Есть и другой путь — прогнозировать и проверять прогнозы.

Наконец, нарратив тоже можно употребить во благо. Алмаз можно разрезать лишь алмазом — так и мы можем использовать силу убеждения, свойственную связной истории, надо только, чтобы она содержала правильный посыл.

До сих пор мы говорили о внутренних механизмах, мешающих нам видеть Черного лебедя: об ошибке подтверждения и об искажении нарратива. В следующих главах мы рассмотрим внешние механизмы: нарушения в нашем восприятии и интерпретации зарегистрированных фактов и просчеты в нашей реакции на них.

Глава 7. Жизнь на пороге надежды

Как держаться подальше от кулеров. — Не ошибитесь в выборе свояка. — Любимая книга Евгении. — Что есть и чего нет в пустыне. — Во избежание надежды. — El desierto de los tdrtaros. — Тише едешь…

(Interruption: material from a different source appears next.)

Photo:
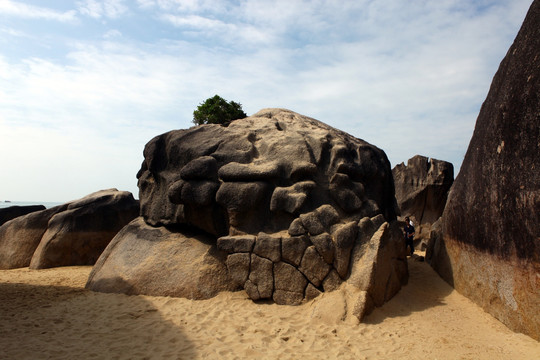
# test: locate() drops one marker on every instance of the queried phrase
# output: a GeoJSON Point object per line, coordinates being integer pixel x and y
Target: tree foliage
{"type": "Point", "coordinates": [216, 110]}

Предположим, ваши достижения, как у Евгении, зависят от случайности, от Черного лебедя, то есть вы — «индюшка наоборот». Интеллектуальные, научные и творческие профессии существуют по законам Крайнестана, где высока концентрация успеха и где победителей мало, но именно им достается львиная доля награды. Это относится ко всем профессиям, которые я считаю нескучными (пока я не вижу ни одной «интересной» профессии, которая принадлежала бы к миру Среднестана).

Осознание роли этой концентрации успеха и соответствующее поведение караются двояко: во-первых, мы живем в обществе, в основе поощрительных механизмов которого лежит иллюзия размеренности, во-вторых, наша гормональная система тоже отказывается поощрять нас, если не видит ощутимых и прочных достижений. Она тоже уверена, что мир стабилен и надежен, — это следствие ошибки подтверждения. Мир меняется слишком быстро, и наша генетическая структура не успевает за ним. Мы стали чужими в собственной среде обитания.

Жестокость ближних

Каждое утро вы закрываете за собой дверь крохотной квартирки в Ист-Виллидже, в нижнем Манхэттене, и направляетесь в свою лабораторию в Рокфеллеровском университете. Поздно вечером вы возвращаетесь домой, и знакомые из вежливости спрашивают, удачно ли прошел день. Коллеги в лаборатории более тактичны. Понятное дело, ваш день не назовешь удачным: у вас по-прежнему никаких результатов. Но вы же, в конце концов, не часы чините! Ваше отсутствие результатов ценно само по себе, так как оно приближает вас к открытию: теперь вам известно, где не нужно искать! И другие ученые, узнав, что ваш эксперимент потерпел неудачу, не станут повторять его (конечно, если в редакции научного журнала сидят люди, способные понять, что ваш отрицательный результат — это тоже информация и ее следует опубликовать).

Между тем у вас есть свояк, который работает в брокерской конторе на Уолл-стрит и получает приличные комиссионные, то есть имеет немалый и постоянный доход. «Он хорошо зарабатывает», — слышите вы то и дело. Особенно любит повторять эту фразу ваш тесть, каждый раз с едва уловимой задумчивой паузой, и каждый раз вы понимаете, что он сравнивает вас с ним. Сравнивает, сам того даже не замечая.

Праздники превращаются в сущий ад. Вы неизменно встречаетесь со свояком на семейных обедах и тут же улавливаете разочарование во взгляде жены, которую начинает одолевать сомнение: а не вышла ли она замуж за неудачника? Впрочем, ей удается подавить это чувство, напомнив себе, чем профессия ученого отличается от профессии брокера. Ее сестра без умолку трещит о ремонте, о новых обоях. По дороге домой жена чуть более молчалива, чем обычно. И без того тоскливая ситуация усугубляется тем, что машина взята напрокат, поскольку своя вам не по карману. Что же вам делать? Уехать в Австралию и таким образом избавиться от необходимости присутствовать на семейных обедах? Или сменить свояка, женившись на сестре не столь преуспевающего человека?